In its deepest look at race in America in two decades, the Journal/NBC News poll also shows members of the two parties hold sharply different opinions about the extent of racial discrimination.
Bottom line here is Americans finally agree there’s a problem with racism. That they disagree about the solution by party is hardly a surprise.
David Rothkopf is a veteran foreign policy expert, versed in diplomacy. As you can tell.
David A Graham/Atlantic:
America Gets an Interior Ministry
President Trump is cobbling together something the United States has never had before—a national police force, used to quell protests.
The DHS deployment to Portland follows the militarized crackdown on peaceful protesters in Washington’s Lafayette Square in June, and it’s apparently a pilot for a broader deployment.
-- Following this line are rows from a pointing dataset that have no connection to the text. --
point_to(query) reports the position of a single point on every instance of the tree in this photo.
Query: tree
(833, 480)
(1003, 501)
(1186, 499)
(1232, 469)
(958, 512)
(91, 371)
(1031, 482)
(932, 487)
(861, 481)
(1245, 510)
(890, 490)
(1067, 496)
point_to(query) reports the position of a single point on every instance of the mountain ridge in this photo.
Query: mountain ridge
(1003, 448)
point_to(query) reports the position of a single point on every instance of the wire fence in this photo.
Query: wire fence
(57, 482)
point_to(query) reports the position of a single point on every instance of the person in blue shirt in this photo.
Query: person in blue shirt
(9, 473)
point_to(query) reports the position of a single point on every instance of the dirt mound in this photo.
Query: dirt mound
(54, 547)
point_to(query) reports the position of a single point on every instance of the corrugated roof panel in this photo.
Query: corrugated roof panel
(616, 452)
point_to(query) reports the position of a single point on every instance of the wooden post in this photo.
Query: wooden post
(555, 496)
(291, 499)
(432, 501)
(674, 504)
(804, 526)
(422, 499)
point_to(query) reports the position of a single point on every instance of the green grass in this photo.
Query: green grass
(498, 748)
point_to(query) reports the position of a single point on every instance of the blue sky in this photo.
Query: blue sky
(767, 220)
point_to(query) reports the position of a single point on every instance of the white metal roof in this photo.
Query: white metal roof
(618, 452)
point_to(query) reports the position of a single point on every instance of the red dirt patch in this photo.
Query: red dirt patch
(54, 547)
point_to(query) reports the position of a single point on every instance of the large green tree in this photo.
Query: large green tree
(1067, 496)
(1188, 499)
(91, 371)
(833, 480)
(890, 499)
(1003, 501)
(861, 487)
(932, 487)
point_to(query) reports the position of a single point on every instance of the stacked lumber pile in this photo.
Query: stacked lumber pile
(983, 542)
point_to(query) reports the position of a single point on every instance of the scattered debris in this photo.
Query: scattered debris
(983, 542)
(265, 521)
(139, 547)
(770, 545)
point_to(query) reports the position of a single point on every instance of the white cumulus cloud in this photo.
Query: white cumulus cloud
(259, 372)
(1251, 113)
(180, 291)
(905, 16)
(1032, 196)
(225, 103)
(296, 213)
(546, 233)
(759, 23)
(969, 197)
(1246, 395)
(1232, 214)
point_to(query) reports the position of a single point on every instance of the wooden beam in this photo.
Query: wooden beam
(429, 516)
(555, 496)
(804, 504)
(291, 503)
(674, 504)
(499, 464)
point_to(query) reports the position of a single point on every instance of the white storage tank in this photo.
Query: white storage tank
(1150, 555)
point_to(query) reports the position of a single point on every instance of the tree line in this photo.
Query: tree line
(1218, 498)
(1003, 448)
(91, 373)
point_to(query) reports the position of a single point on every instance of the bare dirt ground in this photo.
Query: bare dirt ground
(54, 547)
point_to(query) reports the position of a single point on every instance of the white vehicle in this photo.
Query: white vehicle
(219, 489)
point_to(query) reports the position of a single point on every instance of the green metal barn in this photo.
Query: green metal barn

Speaking with reporters in the Oval Office on Monday, Trump said that Portland was only the first step in a planned operation.
Bill Galston/Brookings:
Trump’s campaign is in freefall, with COVID-19 on voters’ minds
The more the 2020 election turns into a referendum on President Trump as crisis manager, the worse the outcome will be for him. As recently as June 7, 47% of Americans thought the coronavirus situation was getting better, compared to just 30% who thought it was getting worse. Just three weeks later, after the massive upsurge in COVID-19 cases, the share of Americans who thought the situation was getting better fell by half to just 23% while the share who thought it was getting worse had more than doubled to 65%. An ABC/Washington Post poll released on July 17 found that approval of the president’s handling of the pandemic fell from 51% in March and 46% in May to just 38% in mid-July, while disapproval rose from 45% in March to 53% in May and 60% today.
Some rare bipartisanship, Fox News, on an issue not covered enough.
Rep. Mike Gallagher demands answers from Apple and NBA over China dealings linked to forced labor of Uighur Muslims
He views the heinous human rights abuses as an opportunity for bipartisanship
Wisconsin Republican Congressman Mike Gallagher wants congressional hearings with Apple CEO Tim Cook and the NBA’s Adam Silver over dealings in China connected to forced labor of Uighur Muslims...
Gallagher went a step further and said that he does not think that companies, like the American microchip company Qualcomm, which supplies the Department of Defense and intelligence community, should be doing business with companies like Huawei and ZTE.